Member of the ACT Legislative Assembly
- In office 4 March 1989 – 15 February 1992 Serving with Berry, Collaery, Connolly, Duby, Follett, Grassby, Humphries, Jensen, Kaine, Kinloch, Maher, Moore, Nolan, Stefaniak, Stevenson, Wood, Whalan
- Succeeded by: Multi-member single constituency

1st Speaker of the Australian Capital Territory Legislative Assembly
- In office 11 May 1989 – 15 February 1992
- Succeeded by: Roberta McRae

Personal details
- Born: 10 March 1941 (age 85) Cairns, Queensland
- Party: No Self-Government Party Independents Group Liberal Party
- Children: 6
- Alma mater: Royal Melbourne Institute of Technology
- Occupation: Electrical engineer, naturopath, politician

Military service
- Allegiance: Australia
- Branch/service: Royal Australian Air Force
- Rank: Squadron Leader

= David Prowse (politician) =

Australian politician (born 1941)

David John Prowse (born 10 March 1941), a former Australian politician, was the first Speaker of the Australian Capital Territory Legislative Assembly, serving between 1989 and 1992. Elected at the 1989 general election to the inaugural multi-member single electorate unicameral Australian Capital Territory Legislative Assembly representing, initially, the No Self-Government Party, Prowse then sat as an independent, before joining the Liberal Party.

==Biography==
Born in Cairns, Queensland, Prowse was educated at the Royal Melbourne Institute of Technology where he graduated with an Associate Diploma in Electrical Engineering and worked as an electrical fitter and mechanic, and later as an electrical engineer with the Royal Australian Air Force.
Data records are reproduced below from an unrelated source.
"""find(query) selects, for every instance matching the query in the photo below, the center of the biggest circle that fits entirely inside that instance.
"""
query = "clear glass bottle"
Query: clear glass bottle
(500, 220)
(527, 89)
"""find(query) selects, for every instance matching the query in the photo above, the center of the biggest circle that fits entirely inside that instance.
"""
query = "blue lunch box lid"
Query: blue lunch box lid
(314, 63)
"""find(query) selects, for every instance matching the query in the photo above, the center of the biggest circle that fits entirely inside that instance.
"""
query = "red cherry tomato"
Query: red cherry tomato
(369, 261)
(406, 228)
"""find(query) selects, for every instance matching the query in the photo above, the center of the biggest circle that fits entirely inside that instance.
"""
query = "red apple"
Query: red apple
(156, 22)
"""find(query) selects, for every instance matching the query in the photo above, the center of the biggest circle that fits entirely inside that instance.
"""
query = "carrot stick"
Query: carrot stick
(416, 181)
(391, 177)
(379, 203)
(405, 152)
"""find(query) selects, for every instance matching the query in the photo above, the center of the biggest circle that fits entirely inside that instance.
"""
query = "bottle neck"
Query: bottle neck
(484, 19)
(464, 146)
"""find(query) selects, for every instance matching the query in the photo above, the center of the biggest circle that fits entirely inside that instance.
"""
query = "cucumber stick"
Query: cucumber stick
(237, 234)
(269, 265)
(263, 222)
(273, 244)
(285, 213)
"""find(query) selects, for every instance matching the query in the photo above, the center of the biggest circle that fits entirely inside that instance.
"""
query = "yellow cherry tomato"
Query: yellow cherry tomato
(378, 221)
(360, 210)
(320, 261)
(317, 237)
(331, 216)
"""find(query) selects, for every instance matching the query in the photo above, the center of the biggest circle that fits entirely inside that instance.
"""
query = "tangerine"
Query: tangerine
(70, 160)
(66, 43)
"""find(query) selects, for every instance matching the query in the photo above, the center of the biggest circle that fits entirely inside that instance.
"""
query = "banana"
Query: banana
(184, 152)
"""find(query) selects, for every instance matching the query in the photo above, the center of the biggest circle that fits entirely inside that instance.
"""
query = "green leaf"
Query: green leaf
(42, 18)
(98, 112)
Prowse rose through the Air Force ranks to become an Engineer Officer (Instrumentation) before retiring with the rank of Squadron Leader after twenty years service. Prowse retrained as a naturopath and rose to political prominence as an anti-water fluoridation activist.

Prowse was elected on a ticket of No Self-Government, he was ultimately successful, along with three other candidates of the Party. On 3 December 1989, Prowse, together with Duby and Maher formed the Independents Group. However, Prowse left this group on 31 July 1990 and sat out the remainder of his term as a member of the Liberal Party. At the first meeting of the Legislative Assembly, held on 11 May 1989, some eight weeks after the election, following the swearing in of the elected members, the next item of business was the election of a Presiding Officer. Following a ballot of members of the Assembly, Prowse was elected as the Presiding Officer. The Assembly subsequently resolved that the title of the Presiding Officer be Speaker of the Australian Capital Territory Legislative Assembly. Prowse held this title during the term of his first Assembly; and did not seek re-election at the 1992 general election.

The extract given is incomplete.